SACRAMENTO, Calif. -- The third party administration industry is rife with fraudulent schemes, such as sending all medical treatment to utilization review to generate fees, using "phantom adjusters" to meet contracted workload standards and buying durable medical equipment for inflated prices from affiliated companies, the president of a large TPA told the Fraud Assessment Commission on Tuesday.
The problem is especially pronounced in California, where TPAs are reeling from recent reforms that slashed spending on claims and claims management, said Tom Veale, president of Tristar Risk Management in Los Angeles.
"Some people are feeling desperate," Veale said. "Since the reforms they have got to come up with some way of making money. Our industry is shrinking 6% to 8% a year."
Veale, who was asked to speak by Fraud Assessment Commission Chairman Bill Zachry, said he has intimate knowledge of TPA overbilling schemes because about two dozen times a year his firm takes over claims-administration contracts previously held by other companies. He said Tristar conducts an internal audit once it takes possession of those files and often finds that its new client was being scammed.
Veale said Tristar has uncovered both "hard fraud" and "soft fraud." As an example of hard fraud, he said Tristar auditors discovered that one claims administrator was paying exorbitant prices for durable medical equipment: $6,000 for a wheelchair, for example, and $8,000 for a hearing aide. He said an investigation revealed that the companies supplying the equipment -- through a series of corporations -- were owned by the company that was adjusting the claims.
TPAs also create "phantom claimants" and authorize unnecessary services, such as interpreters and transportation services. In one instance, Veale said Tristar surveyed claimants who supposedly had received transportation services authorized by a TPA and found that only 10% of them had actually received the service.
In another case, Veale said a claims supervisor for a small TPA was dating a partner in a workers' compensation law firm. He began referring all of his client's claims to the woman's law firm, billing the employer $950 per file for "legal review." The law firm was paid a total of $1 million before the scheme fell apart, he said.
"The supervisor and the attorney had a fight," Veale said. "They didn't know who to turn in, so they turned in each other."
What Veale called soft fraud also takes money out of the system. He said he knows of one firm that sends all medical treatment requests through utilization review, no matter how insignificant, and bills a client $95 for each review done.
Exposing another common ruse, Veale said some TPAs sign contracts promising to assign no more than, say, 175 files to each of their claims adjusters, but create phantom claims adjusters to meet that target. He said the real adjusters are actually handling 300 claims files apiece.
Veale said employers are being ripped off not only by their own claims administrators, but by organized criminals who hoodwink harried adjusters into paying phony medical bills. He said California had largely gotten organized crime out of the workers' compensation system during the 1990s, but in 2005 Tristar saw a sharp increase in the number of fraudulent bills being sent in by crime syndicates.

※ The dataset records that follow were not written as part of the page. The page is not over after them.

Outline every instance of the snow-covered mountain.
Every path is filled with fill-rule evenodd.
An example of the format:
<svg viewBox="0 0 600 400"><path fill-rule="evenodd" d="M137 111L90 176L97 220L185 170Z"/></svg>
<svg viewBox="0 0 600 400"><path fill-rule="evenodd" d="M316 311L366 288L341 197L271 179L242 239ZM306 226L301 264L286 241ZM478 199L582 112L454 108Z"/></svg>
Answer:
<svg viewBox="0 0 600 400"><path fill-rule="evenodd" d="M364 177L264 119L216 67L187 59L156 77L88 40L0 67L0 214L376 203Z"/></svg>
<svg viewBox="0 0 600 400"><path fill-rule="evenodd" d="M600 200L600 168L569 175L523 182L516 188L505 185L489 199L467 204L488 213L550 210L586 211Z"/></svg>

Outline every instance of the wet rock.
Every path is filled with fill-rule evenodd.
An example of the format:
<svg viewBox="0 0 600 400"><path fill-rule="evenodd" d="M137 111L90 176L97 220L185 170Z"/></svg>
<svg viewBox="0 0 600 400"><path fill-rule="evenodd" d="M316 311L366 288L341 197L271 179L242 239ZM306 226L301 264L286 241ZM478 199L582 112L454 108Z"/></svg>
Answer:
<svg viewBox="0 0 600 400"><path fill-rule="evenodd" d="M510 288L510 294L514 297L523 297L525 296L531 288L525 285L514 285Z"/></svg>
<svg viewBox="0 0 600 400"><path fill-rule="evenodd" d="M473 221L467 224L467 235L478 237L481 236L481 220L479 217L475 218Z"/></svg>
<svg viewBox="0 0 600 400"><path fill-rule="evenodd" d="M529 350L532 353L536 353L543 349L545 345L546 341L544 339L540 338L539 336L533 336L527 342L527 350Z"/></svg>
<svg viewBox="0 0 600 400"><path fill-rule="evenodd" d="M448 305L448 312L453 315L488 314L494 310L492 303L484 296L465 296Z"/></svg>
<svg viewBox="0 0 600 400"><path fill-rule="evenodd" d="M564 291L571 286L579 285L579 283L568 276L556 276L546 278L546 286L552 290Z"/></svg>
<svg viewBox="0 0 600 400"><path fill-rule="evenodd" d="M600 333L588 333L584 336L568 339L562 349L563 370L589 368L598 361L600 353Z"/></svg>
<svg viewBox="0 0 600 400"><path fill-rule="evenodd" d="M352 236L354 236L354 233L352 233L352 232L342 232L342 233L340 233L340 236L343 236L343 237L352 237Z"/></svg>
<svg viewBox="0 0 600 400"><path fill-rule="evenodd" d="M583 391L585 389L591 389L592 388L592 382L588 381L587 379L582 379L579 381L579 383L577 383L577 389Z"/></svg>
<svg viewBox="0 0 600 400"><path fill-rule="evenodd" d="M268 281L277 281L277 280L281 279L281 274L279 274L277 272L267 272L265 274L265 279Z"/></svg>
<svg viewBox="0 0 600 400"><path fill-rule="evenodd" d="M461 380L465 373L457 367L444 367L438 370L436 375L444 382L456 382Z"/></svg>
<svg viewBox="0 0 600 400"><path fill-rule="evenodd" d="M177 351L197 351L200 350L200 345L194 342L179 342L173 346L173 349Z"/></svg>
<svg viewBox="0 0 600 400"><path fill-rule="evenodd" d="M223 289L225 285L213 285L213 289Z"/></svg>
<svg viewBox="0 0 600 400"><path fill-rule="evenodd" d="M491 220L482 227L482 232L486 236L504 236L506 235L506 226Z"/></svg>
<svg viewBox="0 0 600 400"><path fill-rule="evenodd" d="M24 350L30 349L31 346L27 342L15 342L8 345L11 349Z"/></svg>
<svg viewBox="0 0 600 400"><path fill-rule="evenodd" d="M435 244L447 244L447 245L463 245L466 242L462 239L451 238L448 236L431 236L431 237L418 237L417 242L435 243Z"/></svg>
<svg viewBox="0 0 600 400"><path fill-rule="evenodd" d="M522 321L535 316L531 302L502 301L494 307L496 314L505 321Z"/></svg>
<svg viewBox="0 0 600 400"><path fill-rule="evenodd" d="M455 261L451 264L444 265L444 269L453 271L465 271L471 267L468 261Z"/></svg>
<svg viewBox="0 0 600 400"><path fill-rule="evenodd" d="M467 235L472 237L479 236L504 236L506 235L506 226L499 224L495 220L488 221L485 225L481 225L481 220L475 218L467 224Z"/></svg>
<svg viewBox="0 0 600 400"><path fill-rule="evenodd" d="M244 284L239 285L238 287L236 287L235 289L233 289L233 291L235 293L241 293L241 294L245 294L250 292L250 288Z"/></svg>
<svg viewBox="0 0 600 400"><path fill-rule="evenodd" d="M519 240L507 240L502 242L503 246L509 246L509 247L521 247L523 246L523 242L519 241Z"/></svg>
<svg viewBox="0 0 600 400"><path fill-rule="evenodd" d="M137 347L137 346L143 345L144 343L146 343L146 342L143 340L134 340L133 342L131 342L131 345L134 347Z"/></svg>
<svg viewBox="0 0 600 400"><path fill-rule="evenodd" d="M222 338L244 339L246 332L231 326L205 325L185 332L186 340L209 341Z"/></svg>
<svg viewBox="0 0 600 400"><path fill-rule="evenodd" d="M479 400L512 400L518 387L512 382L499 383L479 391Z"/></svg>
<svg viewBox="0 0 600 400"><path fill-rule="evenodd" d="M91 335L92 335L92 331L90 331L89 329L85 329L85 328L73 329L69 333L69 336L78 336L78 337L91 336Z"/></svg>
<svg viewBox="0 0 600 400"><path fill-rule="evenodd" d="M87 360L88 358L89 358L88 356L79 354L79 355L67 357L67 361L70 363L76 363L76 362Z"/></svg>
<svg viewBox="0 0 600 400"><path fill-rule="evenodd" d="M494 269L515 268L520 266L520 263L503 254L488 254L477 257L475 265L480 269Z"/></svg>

Veale said typically the schemers are able to produce realistic looking medical bills that can easily fool busy adjusters. Often, the criminals will rent small offices or mail boxes in a medical clinic in order to disguise themselves as legitimate businesses. He said the fraudsters will sometimes pay a low-level clerk for a legitimate clinic to provide a list of patient names in order to concoct phony bills for services never given.
Embezzlers are also having a heyday, Veale said. They often steal from one company after another because claims administrators don't report their crimes to police or even give them a negative reference. In one instance, Veale said two sisters were able to steal $2 million from a series of employers because no one turned them into police, and supervisors were afraid to give a negative reference.
Veale made his presentation as the Fraud Assessment Commission is deciding on how to best spend $750,000 that the state budgeted to continue a study begun this year. The goal of the ongoing study is to estimate the amount of fraud and abuse within California's workers' compensation system.
No decision was reached Tuesday, but fraud commissioners said Veale's account of industry misdeeds makes them wonder about the impact on the system.
"I'm concerned about the injured worker not receiving benefits," said fraud commissioner Jiles Smith. Chairman Zachry echoed that concern.
Lance Wong, a deputy district attorney who supervises Los Angeles County's workers' compensation fraud unit, said the schemes described by Veale are not particularly surprising. In fact, he said his office is currently prosecuting a TPA that was referring claimants to a vocational rehabilitation company that it owned.
Wong said sophisticated criminals have learned that fraud can bring in more cash than violent crime or narcotics and carries less risk because sentences are relatively light.
"It's a crime of opportunity," he said. "It's one that's very lucrative."